Jordy van Eijk, Kees van Veluw and Louise van der Stok, the initiators of the Droevendaal Food Forest project. Photo Anna den Hartog

Lorenzo Honer, who conducted research on the forest’s biodiversity, shares his insights next to the poster he made. ‘The forest now harbours 143 different wild plant species, a lot more than previously.’ This number reflects the value of food forests for the future, he says, adding: ‘Cooking with wild plants from the forest is a culinary adventure.’
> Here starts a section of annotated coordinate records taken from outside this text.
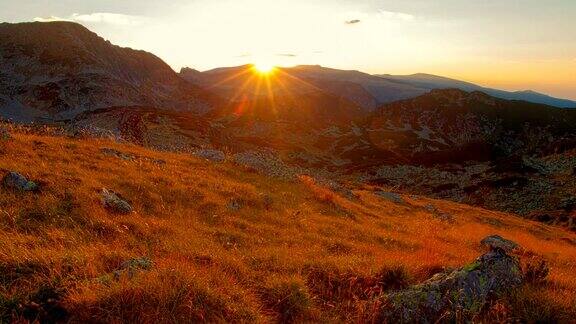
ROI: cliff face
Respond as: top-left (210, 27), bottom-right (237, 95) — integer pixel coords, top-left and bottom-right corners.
top-left (0, 22), bottom-right (213, 121)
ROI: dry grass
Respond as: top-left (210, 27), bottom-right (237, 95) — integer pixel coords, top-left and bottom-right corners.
top-left (0, 128), bottom-right (576, 323)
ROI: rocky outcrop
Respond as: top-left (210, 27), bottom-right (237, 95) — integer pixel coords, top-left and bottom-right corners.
top-left (2, 171), bottom-right (38, 191)
top-left (480, 235), bottom-right (520, 253)
top-left (380, 237), bottom-right (523, 323)
top-left (193, 149), bottom-right (226, 162)
top-left (100, 189), bottom-right (133, 214)
top-left (0, 22), bottom-right (214, 122)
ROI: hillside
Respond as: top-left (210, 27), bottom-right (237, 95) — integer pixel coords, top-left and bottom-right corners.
top-left (0, 22), bottom-right (217, 122)
top-left (0, 126), bottom-right (576, 322)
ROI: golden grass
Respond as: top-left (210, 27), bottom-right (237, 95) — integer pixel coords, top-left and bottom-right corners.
top-left (0, 128), bottom-right (576, 323)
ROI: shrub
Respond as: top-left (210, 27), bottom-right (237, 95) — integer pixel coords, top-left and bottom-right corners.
top-left (262, 278), bottom-right (312, 322)
top-left (376, 267), bottom-right (410, 290)
top-left (522, 257), bottom-right (550, 284)
top-left (298, 175), bottom-right (336, 204)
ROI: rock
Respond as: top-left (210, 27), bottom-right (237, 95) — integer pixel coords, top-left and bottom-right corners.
top-left (480, 235), bottom-right (520, 253)
top-left (100, 147), bottom-right (136, 161)
top-left (424, 204), bottom-right (454, 222)
top-left (379, 249), bottom-right (523, 323)
top-left (234, 151), bottom-right (296, 179)
top-left (376, 191), bottom-right (404, 204)
top-left (100, 189), bottom-right (133, 214)
top-left (192, 149), bottom-right (226, 163)
top-left (113, 257), bottom-right (153, 280)
top-left (2, 171), bottom-right (38, 191)
top-left (0, 126), bottom-right (12, 141)
top-left (228, 199), bottom-right (242, 211)
top-left (260, 193), bottom-right (274, 210)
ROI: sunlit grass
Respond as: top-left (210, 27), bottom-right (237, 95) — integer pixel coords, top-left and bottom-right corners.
top-left (0, 126), bottom-right (576, 322)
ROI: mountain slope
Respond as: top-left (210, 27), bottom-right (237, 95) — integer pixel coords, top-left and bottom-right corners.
top-left (0, 22), bottom-right (214, 121)
top-left (380, 73), bottom-right (576, 108)
top-left (0, 126), bottom-right (576, 322)
top-left (180, 65), bottom-right (426, 111)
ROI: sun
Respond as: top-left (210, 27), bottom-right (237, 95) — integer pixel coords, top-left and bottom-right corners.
top-left (254, 63), bottom-right (276, 74)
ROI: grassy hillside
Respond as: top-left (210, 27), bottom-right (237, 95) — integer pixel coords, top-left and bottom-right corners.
top-left (0, 129), bottom-right (576, 323)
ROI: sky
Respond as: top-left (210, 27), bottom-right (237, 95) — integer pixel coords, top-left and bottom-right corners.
top-left (0, 0), bottom-right (576, 99)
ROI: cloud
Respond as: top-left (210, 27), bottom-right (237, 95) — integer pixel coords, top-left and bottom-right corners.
top-left (346, 19), bottom-right (361, 25)
top-left (378, 9), bottom-right (416, 21)
top-left (34, 12), bottom-right (145, 26)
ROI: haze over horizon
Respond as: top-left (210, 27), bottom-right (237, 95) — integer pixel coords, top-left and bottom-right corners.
top-left (0, 0), bottom-right (576, 99)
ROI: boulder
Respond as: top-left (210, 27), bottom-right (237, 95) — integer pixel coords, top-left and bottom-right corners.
top-left (100, 147), bottom-right (136, 161)
top-left (379, 239), bottom-right (523, 323)
top-left (376, 190), bottom-right (404, 204)
top-left (193, 149), bottom-right (226, 162)
top-left (2, 171), bottom-right (38, 191)
top-left (480, 235), bottom-right (520, 253)
top-left (100, 189), bottom-right (133, 214)
top-left (0, 126), bottom-right (12, 141)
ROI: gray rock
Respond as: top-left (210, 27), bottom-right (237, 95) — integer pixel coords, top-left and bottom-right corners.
top-left (376, 191), bottom-right (404, 204)
top-left (228, 199), bottom-right (242, 211)
top-left (100, 147), bottom-right (136, 161)
top-left (192, 149), bottom-right (226, 163)
top-left (480, 235), bottom-right (520, 253)
top-left (100, 189), bottom-right (133, 214)
top-left (379, 249), bottom-right (523, 323)
top-left (0, 126), bottom-right (12, 141)
top-left (233, 151), bottom-right (296, 179)
top-left (2, 171), bottom-right (38, 191)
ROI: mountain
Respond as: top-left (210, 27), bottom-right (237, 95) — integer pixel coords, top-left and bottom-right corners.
top-left (0, 22), bottom-right (216, 121)
top-left (352, 89), bottom-right (576, 230)
top-left (180, 65), bottom-right (427, 111)
top-left (380, 73), bottom-right (576, 108)
top-left (0, 125), bottom-right (576, 323)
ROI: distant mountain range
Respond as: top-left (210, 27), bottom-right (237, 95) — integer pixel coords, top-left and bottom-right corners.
top-left (180, 65), bottom-right (576, 111)
top-left (0, 22), bottom-right (213, 121)
top-left (0, 22), bottom-right (576, 228)
top-left (380, 73), bottom-right (576, 108)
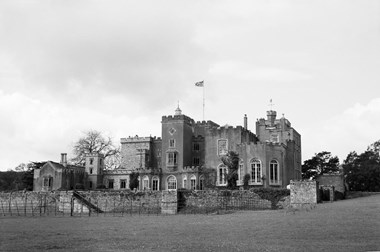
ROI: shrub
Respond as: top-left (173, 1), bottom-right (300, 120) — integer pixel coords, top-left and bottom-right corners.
top-left (96, 185), bottom-right (107, 189)
top-left (74, 183), bottom-right (84, 190)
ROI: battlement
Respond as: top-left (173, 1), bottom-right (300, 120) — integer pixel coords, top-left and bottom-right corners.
top-left (195, 120), bottom-right (220, 128)
top-left (103, 168), bottom-right (132, 175)
top-left (120, 135), bottom-right (157, 144)
top-left (161, 114), bottom-right (195, 126)
top-left (183, 166), bottom-right (201, 172)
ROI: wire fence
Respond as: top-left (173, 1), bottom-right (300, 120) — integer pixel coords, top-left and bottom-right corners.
top-left (0, 191), bottom-right (272, 218)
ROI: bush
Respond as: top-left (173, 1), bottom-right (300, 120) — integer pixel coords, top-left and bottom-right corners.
top-left (96, 185), bottom-right (107, 189)
top-left (249, 188), bottom-right (290, 209)
top-left (74, 183), bottom-right (84, 190)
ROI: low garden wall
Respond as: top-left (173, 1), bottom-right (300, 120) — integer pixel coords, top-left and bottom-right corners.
top-left (0, 188), bottom-right (289, 216)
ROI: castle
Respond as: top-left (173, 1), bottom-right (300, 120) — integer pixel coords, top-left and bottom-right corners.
top-left (34, 107), bottom-right (301, 191)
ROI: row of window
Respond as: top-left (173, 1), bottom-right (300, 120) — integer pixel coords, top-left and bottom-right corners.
top-left (169, 139), bottom-right (200, 151)
top-left (217, 158), bottom-right (280, 186)
top-left (166, 151), bottom-right (200, 166)
top-left (139, 175), bottom-right (204, 191)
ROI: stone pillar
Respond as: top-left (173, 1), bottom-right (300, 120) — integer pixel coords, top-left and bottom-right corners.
top-left (161, 191), bottom-right (178, 214)
top-left (290, 180), bottom-right (318, 207)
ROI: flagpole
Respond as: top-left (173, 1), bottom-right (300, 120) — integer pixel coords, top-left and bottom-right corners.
top-left (203, 84), bottom-right (205, 121)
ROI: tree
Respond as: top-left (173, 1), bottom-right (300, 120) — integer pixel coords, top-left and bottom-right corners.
top-left (129, 172), bottom-right (139, 190)
top-left (302, 151), bottom-right (339, 179)
top-left (342, 140), bottom-right (380, 192)
top-left (71, 130), bottom-right (120, 169)
top-left (221, 151), bottom-right (240, 189)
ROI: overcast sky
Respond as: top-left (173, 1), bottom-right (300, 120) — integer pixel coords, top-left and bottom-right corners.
top-left (0, 0), bottom-right (380, 170)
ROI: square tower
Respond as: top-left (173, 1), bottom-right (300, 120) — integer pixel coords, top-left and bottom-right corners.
top-left (85, 153), bottom-right (104, 189)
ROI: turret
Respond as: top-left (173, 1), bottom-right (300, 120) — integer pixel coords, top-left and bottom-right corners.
top-left (85, 153), bottom-right (104, 189)
top-left (267, 110), bottom-right (277, 126)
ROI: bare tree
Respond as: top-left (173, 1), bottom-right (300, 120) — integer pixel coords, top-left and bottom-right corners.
top-left (71, 130), bottom-right (120, 169)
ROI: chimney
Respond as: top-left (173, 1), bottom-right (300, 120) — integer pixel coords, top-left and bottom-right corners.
top-left (61, 153), bottom-right (67, 167)
top-left (267, 110), bottom-right (277, 126)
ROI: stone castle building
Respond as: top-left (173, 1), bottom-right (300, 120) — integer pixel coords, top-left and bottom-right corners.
top-left (34, 107), bottom-right (301, 191)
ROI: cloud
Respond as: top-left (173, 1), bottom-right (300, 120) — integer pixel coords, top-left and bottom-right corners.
top-left (303, 98), bottom-right (380, 162)
top-left (0, 90), bottom-right (160, 170)
top-left (210, 61), bottom-right (311, 82)
top-left (0, 1), bottom-right (205, 106)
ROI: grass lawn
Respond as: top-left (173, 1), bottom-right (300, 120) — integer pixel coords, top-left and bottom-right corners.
top-left (0, 194), bottom-right (380, 251)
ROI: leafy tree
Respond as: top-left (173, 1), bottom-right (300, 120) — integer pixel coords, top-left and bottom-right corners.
top-left (71, 130), bottom-right (120, 169)
top-left (343, 141), bottom-right (380, 192)
top-left (302, 151), bottom-right (339, 179)
top-left (0, 162), bottom-right (42, 191)
top-left (129, 172), bottom-right (139, 190)
top-left (221, 151), bottom-right (240, 189)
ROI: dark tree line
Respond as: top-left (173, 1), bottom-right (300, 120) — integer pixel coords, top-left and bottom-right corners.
top-left (302, 140), bottom-right (380, 192)
top-left (0, 162), bottom-right (46, 191)
top-left (342, 141), bottom-right (380, 192)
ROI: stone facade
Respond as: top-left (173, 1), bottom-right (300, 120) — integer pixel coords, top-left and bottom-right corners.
top-left (126, 108), bottom-right (301, 190)
top-left (35, 108), bottom-right (301, 191)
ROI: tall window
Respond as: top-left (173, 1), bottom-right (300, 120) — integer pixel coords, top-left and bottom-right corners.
top-left (182, 175), bottom-right (187, 188)
top-left (269, 160), bottom-right (280, 184)
top-left (199, 175), bottom-right (205, 190)
top-left (217, 164), bottom-right (227, 186)
top-left (167, 175), bottom-right (177, 190)
top-left (193, 143), bottom-right (199, 151)
top-left (152, 177), bottom-right (159, 191)
top-left (143, 176), bottom-right (149, 190)
top-left (43, 177), bottom-right (53, 187)
top-left (167, 152), bottom-right (178, 166)
top-left (193, 157), bottom-right (199, 166)
top-left (108, 179), bottom-right (114, 189)
top-left (251, 159), bottom-right (262, 184)
top-left (238, 159), bottom-right (244, 181)
top-left (190, 175), bottom-right (197, 190)
top-left (169, 139), bottom-right (175, 148)
top-left (120, 179), bottom-right (127, 189)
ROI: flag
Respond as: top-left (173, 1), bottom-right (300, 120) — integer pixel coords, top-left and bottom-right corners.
top-left (195, 81), bottom-right (204, 87)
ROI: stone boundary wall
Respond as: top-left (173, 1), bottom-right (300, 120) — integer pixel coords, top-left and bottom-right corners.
top-left (178, 190), bottom-right (273, 210)
top-left (0, 190), bottom-right (282, 216)
top-left (290, 180), bottom-right (320, 207)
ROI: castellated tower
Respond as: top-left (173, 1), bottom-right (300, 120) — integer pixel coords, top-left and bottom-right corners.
top-left (85, 153), bottom-right (104, 189)
top-left (161, 104), bottom-right (195, 172)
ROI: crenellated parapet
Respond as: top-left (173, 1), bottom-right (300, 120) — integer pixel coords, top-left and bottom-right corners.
top-left (136, 167), bottom-right (162, 175)
top-left (120, 135), bottom-right (161, 144)
top-left (183, 166), bottom-right (202, 172)
top-left (194, 120), bottom-right (220, 128)
top-left (161, 114), bottom-right (195, 126)
top-left (103, 169), bottom-right (132, 175)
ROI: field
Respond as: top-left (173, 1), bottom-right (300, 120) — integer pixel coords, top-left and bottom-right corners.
top-left (0, 194), bottom-right (380, 251)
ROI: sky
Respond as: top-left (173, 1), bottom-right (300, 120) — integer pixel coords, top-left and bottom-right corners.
top-left (0, 0), bottom-right (380, 171)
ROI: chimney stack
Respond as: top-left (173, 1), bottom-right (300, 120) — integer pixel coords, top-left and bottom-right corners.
top-left (267, 110), bottom-right (277, 127)
top-left (244, 114), bottom-right (248, 130)
top-left (61, 153), bottom-right (67, 167)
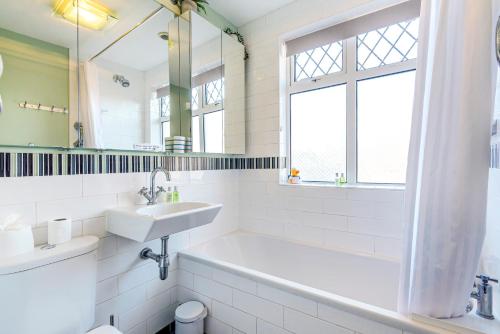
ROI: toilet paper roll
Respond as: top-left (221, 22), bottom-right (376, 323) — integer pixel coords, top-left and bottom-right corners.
top-left (0, 225), bottom-right (35, 259)
top-left (48, 218), bottom-right (71, 245)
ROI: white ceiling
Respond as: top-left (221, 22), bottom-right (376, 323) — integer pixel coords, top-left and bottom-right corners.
top-left (0, 0), bottom-right (293, 70)
top-left (207, 0), bottom-right (294, 27)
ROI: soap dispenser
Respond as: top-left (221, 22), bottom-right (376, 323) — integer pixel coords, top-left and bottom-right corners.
top-left (172, 186), bottom-right (180, 203)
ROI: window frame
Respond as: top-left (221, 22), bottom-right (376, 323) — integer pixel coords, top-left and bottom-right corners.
top-left (285, 36), bottom-right (417, 186)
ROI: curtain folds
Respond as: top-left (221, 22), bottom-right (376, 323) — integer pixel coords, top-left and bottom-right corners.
top-left (398, 0), bottom-right (496, 318)
top-left (79, 61), bottom-right (104, 148)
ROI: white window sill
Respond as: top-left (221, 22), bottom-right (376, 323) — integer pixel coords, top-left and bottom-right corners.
top-left (280, 182), bottom-right (405, 190)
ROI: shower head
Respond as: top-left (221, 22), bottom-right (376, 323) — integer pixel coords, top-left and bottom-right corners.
top-left (158, 31), bottom-right (168, 41)
top-left (113, 74), bottom-right (130, 88)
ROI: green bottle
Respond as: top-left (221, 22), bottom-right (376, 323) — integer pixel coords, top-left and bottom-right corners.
top-left (167, 187), bottom-right (172, 204)
top-left (172, 186), bottom-right (181, 203)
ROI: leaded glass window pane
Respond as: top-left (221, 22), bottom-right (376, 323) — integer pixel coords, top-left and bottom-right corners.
top-left (160, 95), bottom-right (170, 117)
top-left (191, 87), bottom-right (200, 110)
top-left (205, 79), bottom-right (224, 105)
top-left (356, 18), bottom-right (419, 71)
top-left (294, 41), bottom-right (343, 81)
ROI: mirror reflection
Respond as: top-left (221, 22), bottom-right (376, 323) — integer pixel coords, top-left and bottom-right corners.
top-left (0, 0), bottom-right (78, 147)
top-left (0, 0), bottom-right (245, 154)
top-left (80, 7), bottom-right (177, 151)
top-left (191, 12), bottom-right (245, 154)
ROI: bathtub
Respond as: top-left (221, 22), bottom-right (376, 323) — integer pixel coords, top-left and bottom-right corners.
top-left (179, 232), bottom-right (480, 334)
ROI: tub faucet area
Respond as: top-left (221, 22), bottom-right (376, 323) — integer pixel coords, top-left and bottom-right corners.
top-left (471, 275), bottom-right (498, 319)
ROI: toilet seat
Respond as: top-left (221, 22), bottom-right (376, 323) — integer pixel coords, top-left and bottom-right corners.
top-left (87, 325), bottom-right (122, 334)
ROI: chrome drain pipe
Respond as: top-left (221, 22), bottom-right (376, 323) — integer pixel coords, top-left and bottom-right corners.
top-left (140, 235), bottom-right (170, 281)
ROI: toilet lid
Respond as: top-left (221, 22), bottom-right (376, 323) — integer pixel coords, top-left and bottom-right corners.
top-left (175, 301), bottom-right (207, 322)
top-left (87, 325), bottom-right (122, 334)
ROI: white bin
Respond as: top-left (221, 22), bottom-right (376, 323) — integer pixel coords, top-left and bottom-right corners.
top-left (175, 301), bottom-right (207, 334)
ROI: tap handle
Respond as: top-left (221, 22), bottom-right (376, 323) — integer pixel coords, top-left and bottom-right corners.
top-left (476, 275), bottom-right (498, 285)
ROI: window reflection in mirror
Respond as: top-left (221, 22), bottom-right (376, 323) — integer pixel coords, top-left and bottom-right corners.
top-left (191, 13), bottom-right (245, 154)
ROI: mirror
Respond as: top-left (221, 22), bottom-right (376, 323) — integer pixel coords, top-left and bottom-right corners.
top-left (0, 0), bottom-right (245, 154)
top-left (187, 12), bottom-right (245, 154)
top-left (80, 1), bottom-right (179, 151)
top-left (0, 0), bottom-right (78, 147)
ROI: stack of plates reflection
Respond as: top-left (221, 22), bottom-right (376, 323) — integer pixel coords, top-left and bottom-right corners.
top-left (165, 136), bottom-right (193, 153)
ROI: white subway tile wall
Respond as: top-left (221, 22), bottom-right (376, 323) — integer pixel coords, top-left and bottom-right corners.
top-left (239, 170), bottom-right (404, 259)
top-left (0, 170), bottom-right (240, 334)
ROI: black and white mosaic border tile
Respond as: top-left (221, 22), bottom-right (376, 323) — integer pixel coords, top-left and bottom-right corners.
top-left (0, 152), bottom-right (286, 177)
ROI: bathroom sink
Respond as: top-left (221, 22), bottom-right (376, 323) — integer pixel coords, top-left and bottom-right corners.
top-left (106, 202), bottom-right (222, 242)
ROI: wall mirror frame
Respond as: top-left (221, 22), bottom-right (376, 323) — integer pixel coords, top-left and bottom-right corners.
top-left (0, 0), bottom-right (245, 155)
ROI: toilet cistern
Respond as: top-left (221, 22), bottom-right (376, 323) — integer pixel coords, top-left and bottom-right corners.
top-left (139, 167), bottom-right (170, 205)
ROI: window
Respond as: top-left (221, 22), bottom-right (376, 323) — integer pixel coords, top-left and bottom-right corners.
top-left (290, 84), bottom-right (346, 182)
top-left (157, 95), bottom-right (170, 145)
top-left (191, 78), bottom-right (224, 153)
top-left (287, 18), bottom-right (419, 184)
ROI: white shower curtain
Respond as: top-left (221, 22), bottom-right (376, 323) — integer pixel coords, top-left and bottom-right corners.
top-left (79, 61), bottom-right (104, 148)
top-left (398, 0), bottom-right (496, 318)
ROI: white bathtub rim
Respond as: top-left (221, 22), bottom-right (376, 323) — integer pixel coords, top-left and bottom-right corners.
top-left (238, 230), bottom-right (401, 264)
top-left (178, 248), bottom-right (451, 334)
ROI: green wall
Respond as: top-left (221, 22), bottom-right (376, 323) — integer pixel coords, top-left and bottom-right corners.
top-left (0, 28), bottom-right (69, 147)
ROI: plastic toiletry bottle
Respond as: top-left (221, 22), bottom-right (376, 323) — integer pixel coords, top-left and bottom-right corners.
top-left (172, 186), bottom-right (180, 203)
top-left (167, 187), bottom-right (172, 203)
top-left (340, 173), bottom-right (347, 184)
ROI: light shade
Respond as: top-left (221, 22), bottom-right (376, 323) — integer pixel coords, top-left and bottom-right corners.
top-left (54, 0), bottom-right (117, 30)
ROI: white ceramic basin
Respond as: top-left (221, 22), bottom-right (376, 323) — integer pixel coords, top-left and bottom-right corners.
top-left (106, 202), bottom-right (222, 242)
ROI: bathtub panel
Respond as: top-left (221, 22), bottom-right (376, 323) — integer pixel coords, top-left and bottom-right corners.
top-left (176, 232), bottom-right (451, 334)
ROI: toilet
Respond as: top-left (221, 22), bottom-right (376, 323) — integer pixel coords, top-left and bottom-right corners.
top-left (0, 236), bottom-right (120, 334)
top-left (175, 301), bottom-right (208, 334)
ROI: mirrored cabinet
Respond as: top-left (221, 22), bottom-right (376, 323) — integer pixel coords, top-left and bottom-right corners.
top-left (0, 0), bottom-right (245, 154)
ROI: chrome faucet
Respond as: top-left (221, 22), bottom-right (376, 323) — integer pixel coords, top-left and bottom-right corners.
top-left (139, 167), bottom-right (170, 205)
top-left (470, 275), bottom-right (498, 320)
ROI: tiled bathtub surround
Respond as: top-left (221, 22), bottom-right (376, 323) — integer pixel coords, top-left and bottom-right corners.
top-left (0, 170), bottom-right (239, 334)
top-left (177, 256), bottom-right (451, 334)
top-left (0, 152), bottom-right (285, 177)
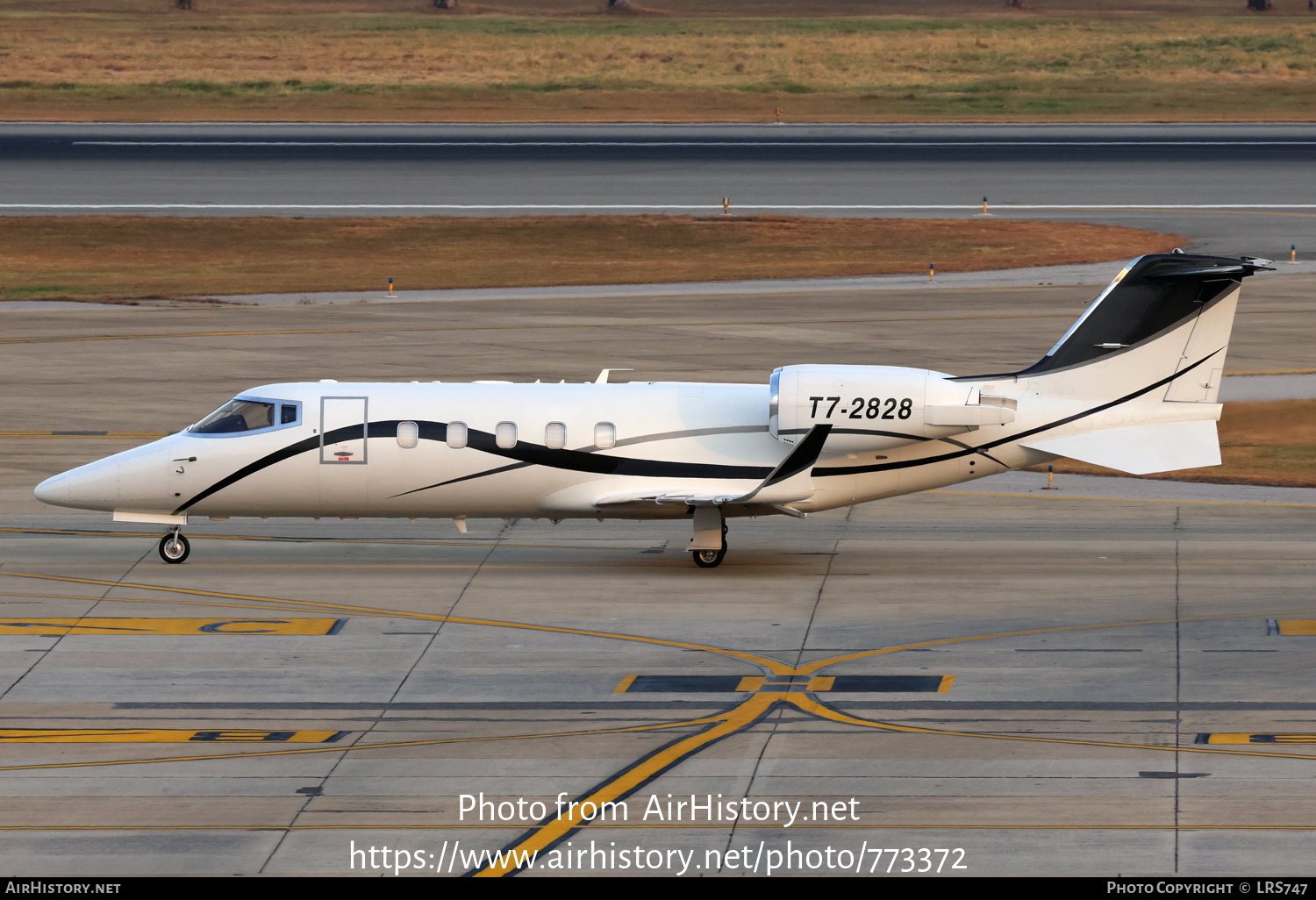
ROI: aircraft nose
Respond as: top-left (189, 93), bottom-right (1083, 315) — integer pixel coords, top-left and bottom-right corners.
top-left (33, 458), bottom-right (118, 510)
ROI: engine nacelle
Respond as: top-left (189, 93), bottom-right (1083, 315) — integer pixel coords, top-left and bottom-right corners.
top-left (769, 366), bottom-right (1016, 453)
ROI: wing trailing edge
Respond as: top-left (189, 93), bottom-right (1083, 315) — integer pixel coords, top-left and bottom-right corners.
top-left (594, 425), bottom-right (832, 515)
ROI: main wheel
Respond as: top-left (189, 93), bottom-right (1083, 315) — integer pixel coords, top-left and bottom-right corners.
top-left (690, 544), bottom-right (726, 568)
top-left (161, 533), bottom-right (192, 563)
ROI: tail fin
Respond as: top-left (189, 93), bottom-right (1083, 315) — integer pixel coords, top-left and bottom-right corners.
top-left (1013, 253), bottom-right (1268, 403)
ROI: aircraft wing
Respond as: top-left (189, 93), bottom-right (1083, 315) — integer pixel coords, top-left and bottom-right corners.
top-left (594, 425), bottom-right (832, 512)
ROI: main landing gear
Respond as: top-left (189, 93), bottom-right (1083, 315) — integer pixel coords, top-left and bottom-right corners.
top-left (690, 507), bottom-right (726, 568)
top-left (161, 528), bottom-right (192, 563)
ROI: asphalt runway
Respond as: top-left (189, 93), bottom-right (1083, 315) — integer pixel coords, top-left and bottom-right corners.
top-left (0, 124), bottom-right (1316, 258)
top-left (0, 275), bottom-right (1316, 876)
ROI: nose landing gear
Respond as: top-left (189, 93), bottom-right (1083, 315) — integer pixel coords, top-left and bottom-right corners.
top-left (161, 528), bottom-right (192, 563)
top-left (690, 541), bottom-right (726, 568)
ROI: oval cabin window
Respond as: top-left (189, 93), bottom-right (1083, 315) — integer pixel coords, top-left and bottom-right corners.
top-left (397, 423), bottom-right (420, 450)
top-left (447, 423), bottom-right (466, 450)
top-left (494, 423), bottom-right (516, 450)
top-left (544, 423), bottom-right (568, 450)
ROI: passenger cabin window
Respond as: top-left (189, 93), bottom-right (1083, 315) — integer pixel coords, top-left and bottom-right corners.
top-left (544, 423), bottom-right (568, 450)
top-left (494, 423), bottom-right (516, 450)
top-left (447, 423), bottom-right (466, 450)
top-left (397, 423), bottom-right (420, 450)
top-left (192, 399), bottom-right (275, 434)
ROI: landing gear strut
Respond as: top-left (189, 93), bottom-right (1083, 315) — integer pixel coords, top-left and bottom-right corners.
top-left (690, 507), bottom-right (726, 568)
top-left (161, 528), bottom-right (192, 563)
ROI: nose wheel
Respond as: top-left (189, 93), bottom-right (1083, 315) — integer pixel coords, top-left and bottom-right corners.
top-left (161, 529), bottom-right (192, 563)
top-left (690, 544), bottom-right (726, 568)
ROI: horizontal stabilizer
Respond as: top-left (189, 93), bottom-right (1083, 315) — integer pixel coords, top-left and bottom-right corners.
top-left (1023, 421), bottom-right (1220, 475)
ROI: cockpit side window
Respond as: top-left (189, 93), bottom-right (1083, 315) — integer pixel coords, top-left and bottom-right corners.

Van Veluw: ‘We harvest apples, berries, wild vegetables and some nuts and acorns. But starting a food forest requires patience; it takes some ten years for trees to produce a decent harvest. But, if the forest is well-designed, they continue to do so for a century without needing much care. That is the power of nature and what we have learned in the last five years. All of the experiences and insights we gained here will be used in five pilots with landowners and young food forest entrepreneurs. Droevendaal is our living lab, and students are invited to come work in the forest or help design and monitor the pilots.’